The progression of Flamingo Lane and Adsit has gone hand-in-hand. After beginning her career at Santa Anita in October 2012, Flamingo Lane joined Adsit in New York last year and has steadily risen through the claiming ranks, particularly since being moved to the turf full-time in the spring.
This year, Flamingo Lane has five wins, three seconds and a third with $175,500 in purse earnings from nine starts, including victories at the $16,000, $25,000 and $40,000 level. Her runner-up finishes have come by a half-length combined, falling by a neck in an $85,000 entry level allowance on August 6 at Saratoga.

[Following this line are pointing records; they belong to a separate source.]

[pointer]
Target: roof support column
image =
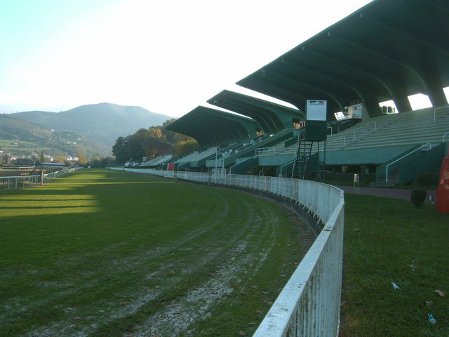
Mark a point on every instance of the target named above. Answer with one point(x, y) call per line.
point(402, 103)
point(437, 96)
point(373, 108)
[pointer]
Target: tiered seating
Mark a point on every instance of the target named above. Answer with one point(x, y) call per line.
point(158, 161)
point(410, 128)
point(196, 156)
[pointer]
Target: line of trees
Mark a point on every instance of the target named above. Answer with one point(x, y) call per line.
point(152, 142)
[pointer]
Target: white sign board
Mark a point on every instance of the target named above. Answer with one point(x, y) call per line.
point(316, 110)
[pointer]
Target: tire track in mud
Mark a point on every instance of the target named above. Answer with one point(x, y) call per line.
point(228, 260)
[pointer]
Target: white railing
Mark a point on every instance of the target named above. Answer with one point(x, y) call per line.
point(15, 182)
point(309, 304)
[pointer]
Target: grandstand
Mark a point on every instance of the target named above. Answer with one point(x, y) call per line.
point(386, 51)
point(351, 62)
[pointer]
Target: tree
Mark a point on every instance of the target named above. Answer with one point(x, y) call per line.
point(120, 151)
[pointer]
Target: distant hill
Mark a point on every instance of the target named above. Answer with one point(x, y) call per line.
point(21, 137)
point(99, 124)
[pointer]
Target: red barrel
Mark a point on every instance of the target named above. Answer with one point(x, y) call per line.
point(442, 193)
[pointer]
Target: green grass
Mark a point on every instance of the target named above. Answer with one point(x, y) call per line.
point(389, 241)
point(106, 253)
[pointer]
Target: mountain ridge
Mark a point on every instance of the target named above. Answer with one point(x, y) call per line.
point(100, 124)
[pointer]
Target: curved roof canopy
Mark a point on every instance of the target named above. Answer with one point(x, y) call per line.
point(271, 117)
point(387, 50)
point(211, 127)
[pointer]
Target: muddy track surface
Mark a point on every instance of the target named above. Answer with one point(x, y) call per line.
point(168, 285)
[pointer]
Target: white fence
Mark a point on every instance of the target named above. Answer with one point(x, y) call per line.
point(15, 182)
point(309, 304)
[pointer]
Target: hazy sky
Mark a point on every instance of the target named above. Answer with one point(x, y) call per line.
point(166, 56)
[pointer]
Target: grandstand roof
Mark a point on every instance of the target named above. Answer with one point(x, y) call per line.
point(389, 49)
point(271, 117)
point(211, 127)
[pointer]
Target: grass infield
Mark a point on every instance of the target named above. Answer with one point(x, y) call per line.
point(391, 241)
point(103, 253)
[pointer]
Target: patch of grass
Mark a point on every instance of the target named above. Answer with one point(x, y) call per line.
point(106, 253)
point(389, 241)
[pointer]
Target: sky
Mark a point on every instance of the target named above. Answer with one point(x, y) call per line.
point(167, 56)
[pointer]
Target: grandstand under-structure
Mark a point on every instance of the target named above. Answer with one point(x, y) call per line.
point(385, 51)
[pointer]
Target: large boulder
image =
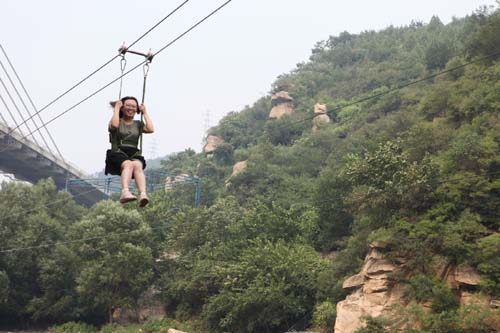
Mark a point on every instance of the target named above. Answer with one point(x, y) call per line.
point(213, 142)
point(282, 104)
point(372, 295)
point(320, 115)
point(239, 167)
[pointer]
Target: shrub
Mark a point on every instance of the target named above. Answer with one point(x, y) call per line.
point(324, 316)
point(73, 327)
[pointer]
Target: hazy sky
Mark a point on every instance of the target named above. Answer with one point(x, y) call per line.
point(226, 63)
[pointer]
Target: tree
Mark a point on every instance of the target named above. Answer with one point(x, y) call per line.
point(116, 264)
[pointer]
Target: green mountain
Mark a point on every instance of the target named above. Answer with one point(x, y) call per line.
point(401, 156)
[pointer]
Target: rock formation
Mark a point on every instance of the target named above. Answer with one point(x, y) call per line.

She rallied to capture a starter allowance at Saratoga 25 days later, was second by a head in a starter optional claimer on October 9 at Belmont Park, and came up a nose short in a $67,000 allowance on November 5 at Aqueduct in her most recent effort.
“This will be the best caliber of race that she’s had,” Adsit said. “I think this filly is kind of a great representation of me. She was kind of underrated in the beginning and she just needed to have people have faith in her. She’s gone up and made nearly $200,000. She has nothing to prove. She’s just awesome.”
Adsit worked for trainers Rick Violette, Todd Pletcher and Linda Rice, spending nearly four years with Rice until going out on her own in January 2013. Based in New York, her stable has grown from five to 23 horses including 2-year-old Enjoy the Show, who finished third in a one-mile turf maiden race on November 29 at Gulfstream Park West.
In the first year on her own, Adsit won five races and $147,140 in purses from 58 starters. Her record in 2014 is 18-13-19 from 86 starters with earnings of $580,815.
A daughter of multiple graded stakes winner Consolidator, Flamingo Lane was one of the first horses Adsit got in the barn. After a pair of dirt starts, the filly hinted at her future success when she was third by 1 ¼ lengths on the Aqueduct grass last November. She remained with Adsit despite the lack of winter turf racing in New York.
“I ran her on the last day of turf at Aqueduct, and she ran lights out,” Adsit said. “I told the owners, ‘She’s a turf horse, and you need to send her to Florida.’ They’re wonderful people. They said, ‘I want to leave the filly with you because you’ve brought her this far,’ in spite of the fact that she’s a grass filly and we were on the inner at Aqueduct. When we got her on the grass, baby, it was all up from there. She’s just been a fairy tale story filly.”